A series of Sulfonamide-based Schiff bases (E)-4-(benzylideneamino)-N-(6-methoxypyridazin-3-yl) benzenesulfonamide (3a-r) targeting Urease Inhibition was synthesized from sulphamethoxy pyridazine and substituted aldehydes. The prepared compounds were characterized by various spectroscopic techniques including FTIR, ¹HNMR, ¹³CNMR, and spectrometric HRMS analysis. The most active agent (3g) bearing halogens and OH groups gave IC₅₀ value of 2.20 µM for urease inhibition against the standard Thiourea (IC₅₀ = 20.03 ± 2.06) and the overall trend within the series was 3g > 3n > 3p > 3j > 3q > 3h, 3o > 3l, 3r > 3k, 3m > 3a > 3d > 3e > 3f. Structure-activity relationship study established that the nature as well as the position of varying groups attached to aryl group had crucial roles in defining the urease inhibition activity. Additionally, in silico investigation was carried out which demonstrated that the compounds exhibit polar and apolar contacts with the crucial residues in the binding site of urease. The ADME analysis suggested all the synthesized compounds to be non-toxic, and likely to undergo passive gastrointestinal absorption. Taken together, the study suggests that the synthesized Sulfonamide-based Schiff bases derivatives may serve as potential hits as urease inhibitors.
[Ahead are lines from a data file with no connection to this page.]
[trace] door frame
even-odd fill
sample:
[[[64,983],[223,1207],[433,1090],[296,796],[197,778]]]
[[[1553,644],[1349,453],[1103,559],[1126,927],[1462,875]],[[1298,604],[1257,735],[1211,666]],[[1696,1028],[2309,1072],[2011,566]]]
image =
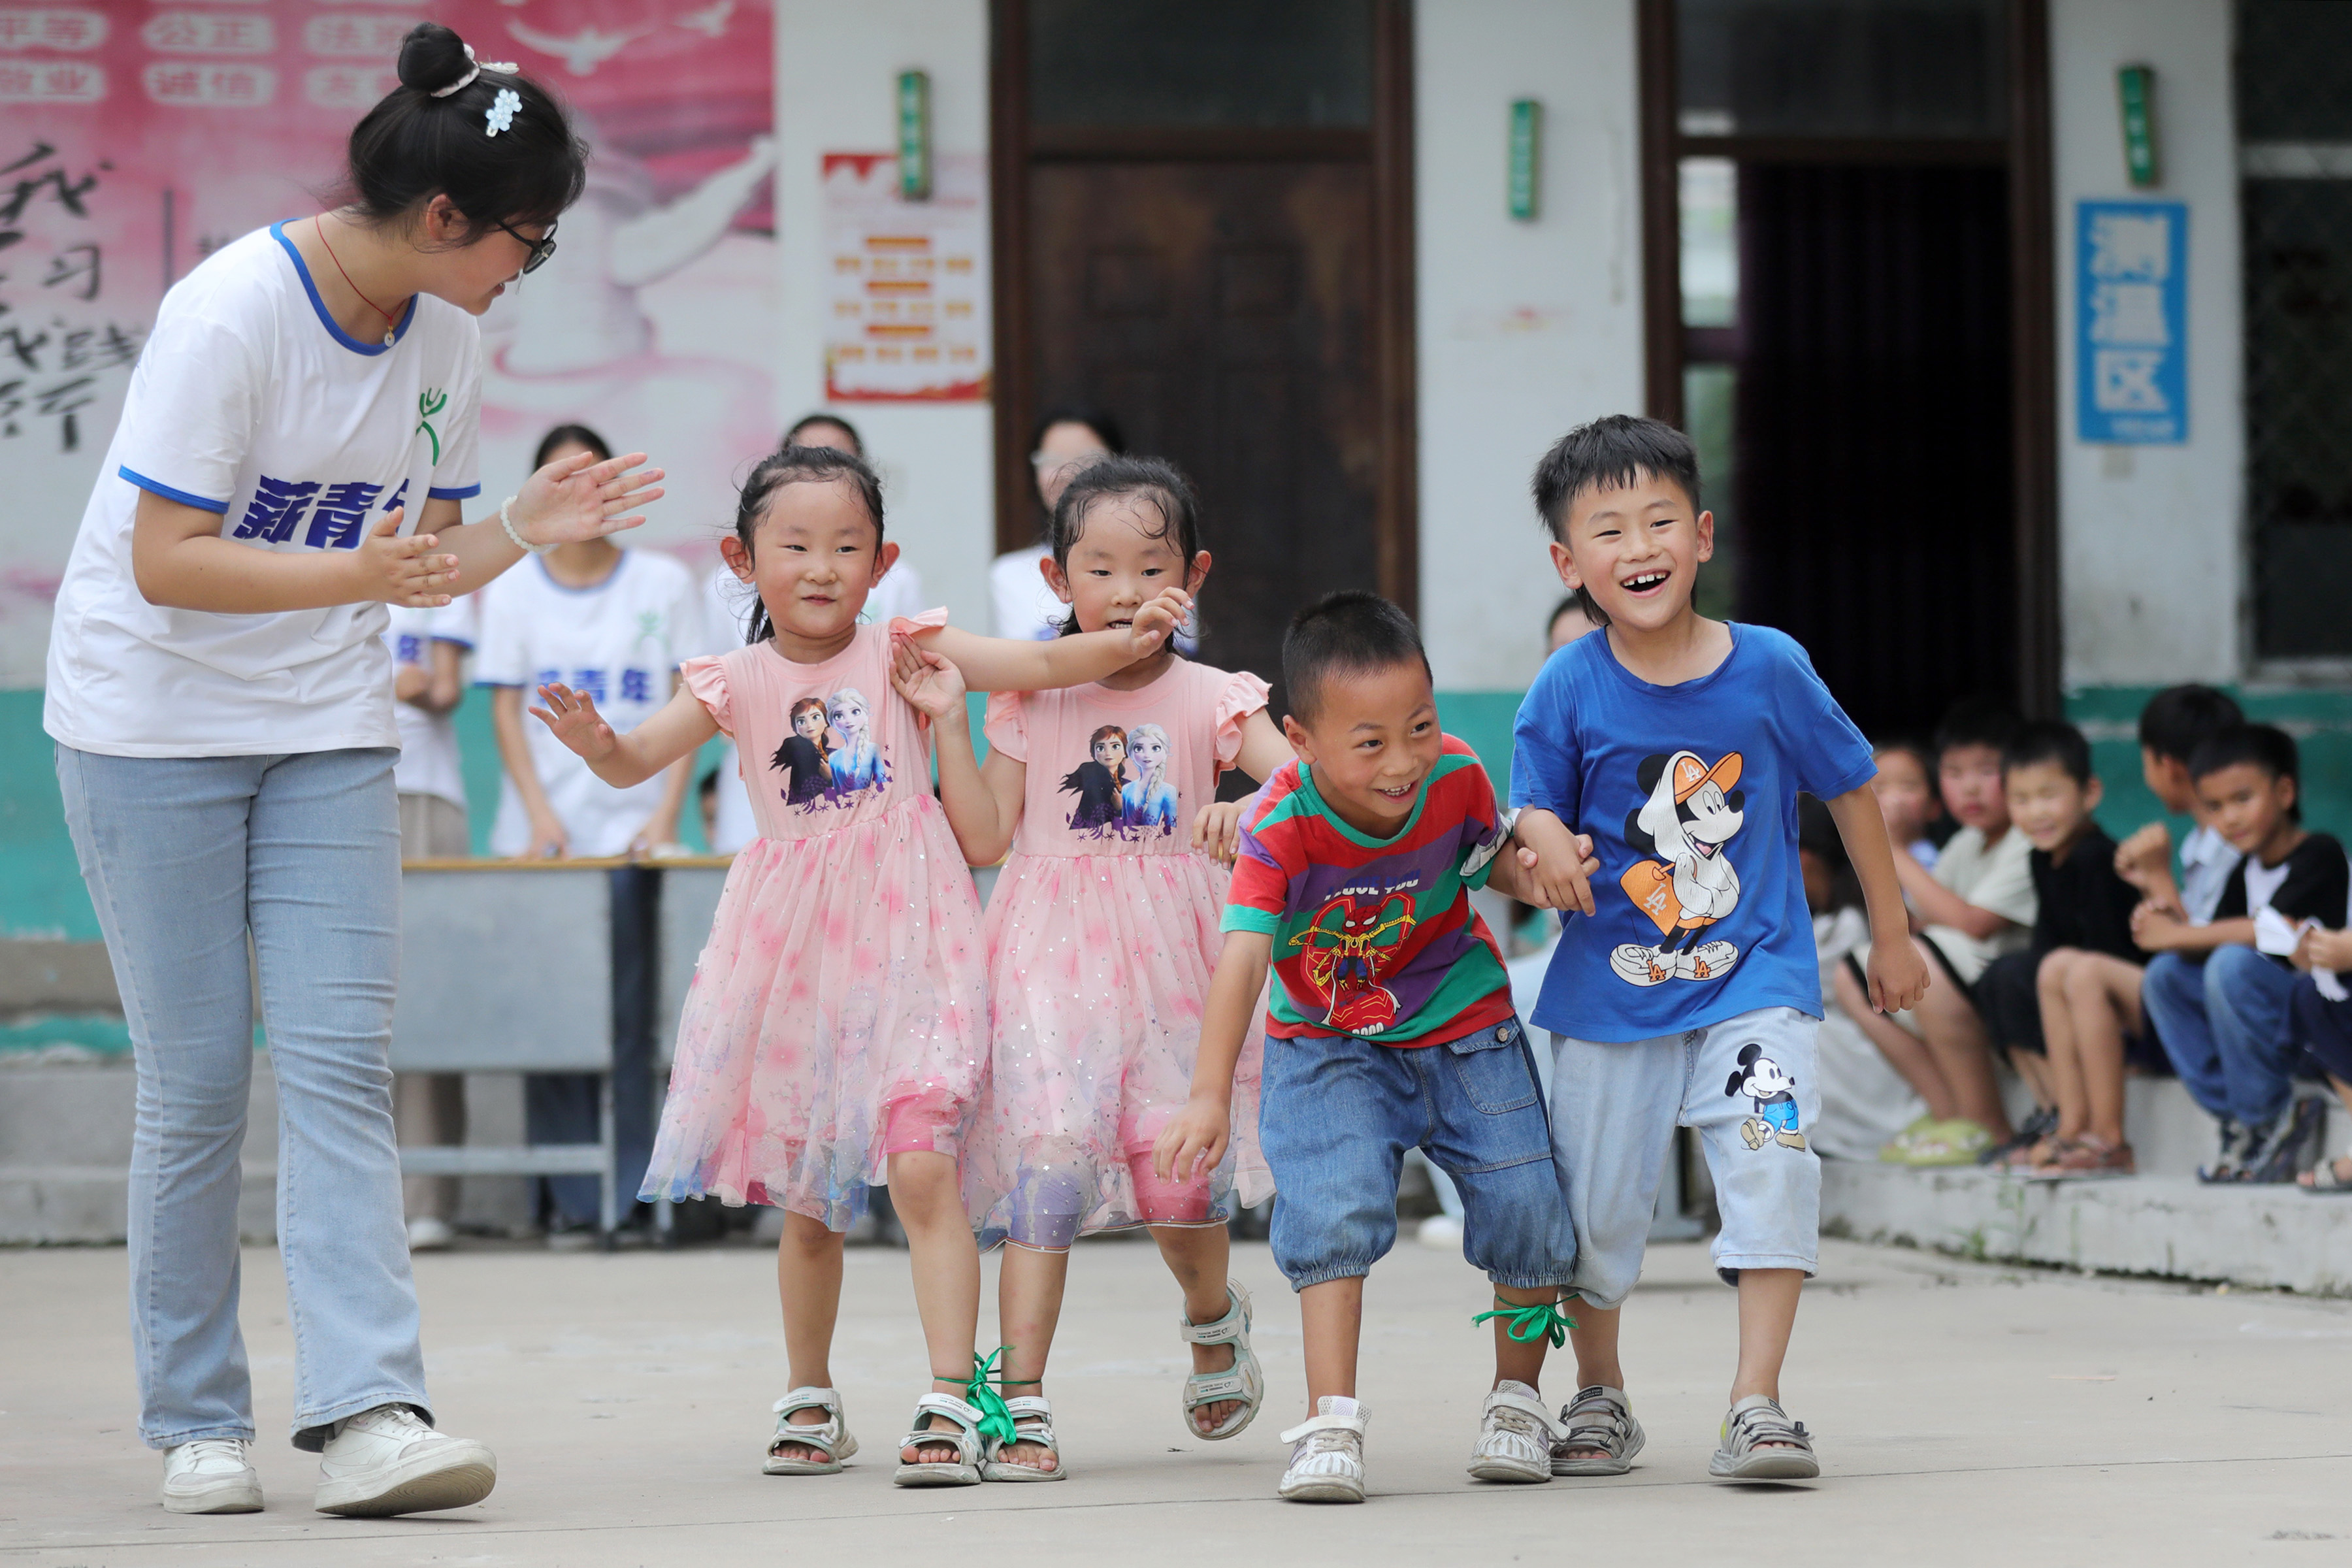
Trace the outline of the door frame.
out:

从磺胺甲氧基哒嗪和取代的醛类合成了一系列针对脲酶抑制的基于磺酰胺的席夫碱（E）-4-（苄叉氨基）-N-（6-甲氧基吡啶并-3-基）苯磺酰胺（3a-r）。通过各种光谱技术，包括FTIR，¹ HNMR，¹³ CNMR和光谱HRMS分析，对制备的化合物进行表征。带有卤素和OH基团的活性最高的试剂（3g）对标准硫脲的脲酶抑制作用的IC ₅₀值为2.20 µM（IC ₅₀ = 20.03±2.06），并且该系列的总体趋势为3g> 3n> 3p> 3j> 3q> 3h，3o> 3l，3r> 3k，3m> 3a> 3d> 3e> 3f。结构-活性关系研究表明，连接芳基的不同基团的性质和位置在确定脲酶抑制活性方面起着至关重要的作用。另外，进行了计算机分析，证明该化合物与脲酶结合位点中的关键残基表现出极性和非极性接触。ADME分析表明，所有合成的化合物都是无毒的，并且可能会经历被动胃肠吸收。两者合计，研究表明合成的基于磺酰胺的席夫碱衍生物可能作为脲酶抑制剂的潜在打击。